Einde inhoudsopgave
Aanwijzing voor de opsporing (2013A020)
4 Kader voor de aanpak van heterdaad- en ‘kant-en-klaar’ zaken
Geldend
Geldend vanaf 01-01-2014
- Bronpublicatie:
24-12-2013, Stcrt. 2013, 35757 (uitgifte: 24-12-2013, regelingnummer: 2013A020)
- Inwerkingtreding
01-01-2014
- Bronpublicatie inwerkingtreding:
24-12-2013, Stcrt. 2013, 35757 (uitgifte: 24-12-2013, regelingnummer: 2013A020)
- Vakgebied(en)
Strafprocesrecht / Voorfase
Deze aanwijzing kent een bijzonder regime voor alle heterdaadzaken en daarmee vergelijkbare zaken waarbij de identiteit van de verdachte bij de aangever bekend is dan wel zeer gemakkelijk te achterhalen is, de ‘kant-en-klaar’ zaken. In het licht van de wederkerigheid geldt dat deze beide categorieën zaken in beginsel altijd worden opgepakt.
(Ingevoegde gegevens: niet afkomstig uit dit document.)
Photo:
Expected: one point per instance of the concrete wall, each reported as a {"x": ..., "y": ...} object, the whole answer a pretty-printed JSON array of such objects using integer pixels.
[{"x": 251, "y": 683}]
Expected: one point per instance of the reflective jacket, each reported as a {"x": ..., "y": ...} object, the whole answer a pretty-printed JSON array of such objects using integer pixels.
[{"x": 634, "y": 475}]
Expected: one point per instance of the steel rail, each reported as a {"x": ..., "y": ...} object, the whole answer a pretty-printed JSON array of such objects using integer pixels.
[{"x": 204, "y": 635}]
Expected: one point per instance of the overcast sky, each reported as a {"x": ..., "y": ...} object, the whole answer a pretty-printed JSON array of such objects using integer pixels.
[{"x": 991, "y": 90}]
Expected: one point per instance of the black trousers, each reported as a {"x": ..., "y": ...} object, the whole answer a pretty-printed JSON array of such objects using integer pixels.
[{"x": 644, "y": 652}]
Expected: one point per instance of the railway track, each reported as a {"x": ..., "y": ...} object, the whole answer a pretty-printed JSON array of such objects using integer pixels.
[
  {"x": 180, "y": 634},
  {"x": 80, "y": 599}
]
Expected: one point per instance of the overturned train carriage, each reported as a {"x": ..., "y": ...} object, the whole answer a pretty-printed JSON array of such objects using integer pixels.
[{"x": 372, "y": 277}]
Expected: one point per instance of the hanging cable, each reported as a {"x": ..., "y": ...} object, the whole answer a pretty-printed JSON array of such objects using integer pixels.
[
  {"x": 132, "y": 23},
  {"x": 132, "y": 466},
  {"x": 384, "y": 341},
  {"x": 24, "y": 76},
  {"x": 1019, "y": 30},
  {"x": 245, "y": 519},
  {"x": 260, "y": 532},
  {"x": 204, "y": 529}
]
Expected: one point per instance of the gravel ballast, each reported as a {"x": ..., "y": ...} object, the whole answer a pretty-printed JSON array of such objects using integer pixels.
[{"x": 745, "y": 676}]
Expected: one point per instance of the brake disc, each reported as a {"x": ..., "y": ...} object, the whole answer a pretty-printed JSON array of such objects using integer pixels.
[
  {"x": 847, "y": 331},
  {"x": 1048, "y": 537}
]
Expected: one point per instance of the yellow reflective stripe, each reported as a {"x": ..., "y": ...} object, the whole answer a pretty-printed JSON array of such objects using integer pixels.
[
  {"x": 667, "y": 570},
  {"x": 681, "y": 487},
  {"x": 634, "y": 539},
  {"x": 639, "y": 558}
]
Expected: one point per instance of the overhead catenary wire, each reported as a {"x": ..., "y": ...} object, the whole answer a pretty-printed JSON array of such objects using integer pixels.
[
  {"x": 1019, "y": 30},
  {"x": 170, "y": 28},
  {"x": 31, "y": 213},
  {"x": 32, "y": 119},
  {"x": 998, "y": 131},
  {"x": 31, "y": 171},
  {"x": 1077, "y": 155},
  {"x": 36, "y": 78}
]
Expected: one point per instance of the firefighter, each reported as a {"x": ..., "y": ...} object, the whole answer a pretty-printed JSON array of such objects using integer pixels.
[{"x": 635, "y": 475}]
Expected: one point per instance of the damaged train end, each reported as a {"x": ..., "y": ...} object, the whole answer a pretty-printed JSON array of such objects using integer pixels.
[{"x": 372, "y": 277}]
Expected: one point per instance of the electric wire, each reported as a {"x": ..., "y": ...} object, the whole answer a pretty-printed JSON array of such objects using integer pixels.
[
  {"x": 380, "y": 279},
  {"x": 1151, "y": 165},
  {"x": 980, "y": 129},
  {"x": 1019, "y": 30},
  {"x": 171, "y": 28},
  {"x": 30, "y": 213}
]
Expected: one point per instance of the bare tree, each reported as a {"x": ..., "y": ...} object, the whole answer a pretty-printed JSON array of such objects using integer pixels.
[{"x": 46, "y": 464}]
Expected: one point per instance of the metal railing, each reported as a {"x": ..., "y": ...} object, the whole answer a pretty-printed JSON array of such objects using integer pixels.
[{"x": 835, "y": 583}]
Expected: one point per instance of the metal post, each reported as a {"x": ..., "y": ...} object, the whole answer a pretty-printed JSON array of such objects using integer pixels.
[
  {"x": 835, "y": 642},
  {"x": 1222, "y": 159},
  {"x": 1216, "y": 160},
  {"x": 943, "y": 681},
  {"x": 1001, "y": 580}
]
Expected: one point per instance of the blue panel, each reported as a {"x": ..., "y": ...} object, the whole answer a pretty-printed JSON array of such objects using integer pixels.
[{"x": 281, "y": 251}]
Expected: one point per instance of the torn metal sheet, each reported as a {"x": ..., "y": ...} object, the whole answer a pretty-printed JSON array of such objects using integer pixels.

Daarmee wordt recht gedaan aan een basaal rechtvaardigheidsgevoel en wordt ook het nemen van eigen verantwoordelijkheid door burgers en bedrijven gehonoreerd. Een uitzondering op deze regel kan — in overleg met het OM — aan de orde zijn bij zwaarwegende redenen:
- —
van algemeen belang als door een excessief aanbod van zaken een disproportioneel beroep op de beschikbare capaciteit wordt gedaan of in concrete situaties een strafrechtelijk optreden niet wordt verlangd.
- —
in een concrete zaak, indien een niet-strafrechtelijke interventie naar verwachting effectiever is.